# John Deere 5603 will not move



## Bertrrr (Jan 28, 2021)

This tractor jumped out of gear and the N light came on, stopped moving in any direction. 
It runs good and hydraulics all function , no burnt fuses that I've found . PTO turns 
I can hear a relay clicking when it's shifted out of Neutral to either direction ,
Thinking maybe a safety switch could be holding it out , 
Thanks for any help or advise ,


----------



## BigT (Sep 15, 2014)

Howdy Bertrrr, welcome aboard the tractor forum.

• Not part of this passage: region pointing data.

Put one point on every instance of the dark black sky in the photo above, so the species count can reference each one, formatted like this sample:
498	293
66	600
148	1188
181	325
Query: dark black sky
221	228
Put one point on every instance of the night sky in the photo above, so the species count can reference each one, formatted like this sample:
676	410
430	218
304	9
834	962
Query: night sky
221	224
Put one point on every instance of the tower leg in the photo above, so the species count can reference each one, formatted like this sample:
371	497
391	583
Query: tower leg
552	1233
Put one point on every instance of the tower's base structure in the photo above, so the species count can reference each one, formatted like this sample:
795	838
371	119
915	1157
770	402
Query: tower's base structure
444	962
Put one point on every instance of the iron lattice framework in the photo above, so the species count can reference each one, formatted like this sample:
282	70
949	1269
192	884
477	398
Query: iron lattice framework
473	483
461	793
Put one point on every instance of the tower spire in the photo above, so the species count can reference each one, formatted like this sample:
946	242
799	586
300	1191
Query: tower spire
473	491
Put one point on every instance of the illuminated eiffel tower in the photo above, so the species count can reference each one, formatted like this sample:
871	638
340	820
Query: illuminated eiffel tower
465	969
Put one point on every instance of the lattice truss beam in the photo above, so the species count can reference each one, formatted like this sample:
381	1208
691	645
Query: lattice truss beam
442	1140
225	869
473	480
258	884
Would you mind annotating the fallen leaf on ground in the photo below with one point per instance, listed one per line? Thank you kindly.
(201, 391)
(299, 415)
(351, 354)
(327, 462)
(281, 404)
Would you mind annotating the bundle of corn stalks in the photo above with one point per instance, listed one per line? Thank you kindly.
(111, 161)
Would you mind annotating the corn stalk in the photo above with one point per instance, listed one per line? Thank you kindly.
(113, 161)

"Texas Jim" should be along here soon. He has (or had) a 5603 that wouldn't move a few years ago. Might be the same problem. He should be able to help you out.


----------



## Bertrrr (Jan 28, 2021)

BigT said:


> Howdy Bertrrr, welcome aboard the tractor forum.
> 
> "Texas Jim" should be along here soon. He has (or had) a 5603 that wouldn't move a few years ago. Might be the same problem. He should be able to help you out.


Thanks a bunch i'd love to get this thing moving again


----------



## Tx Jim (Jul 28, 2020)

My neighbor has a 5603 that stopped moving fwd & rev. Center hub in clutch stripped out. This 5603 has been repaired & is for sale for $25,000

I think Bertrrr's tractor problem may be an electrical(solenoid) problem BUT my knowledge of newer tractor's is very limited! Are any fault codes displayed? 

I personally don't like or will ever own an electronically controlled tractor.


----------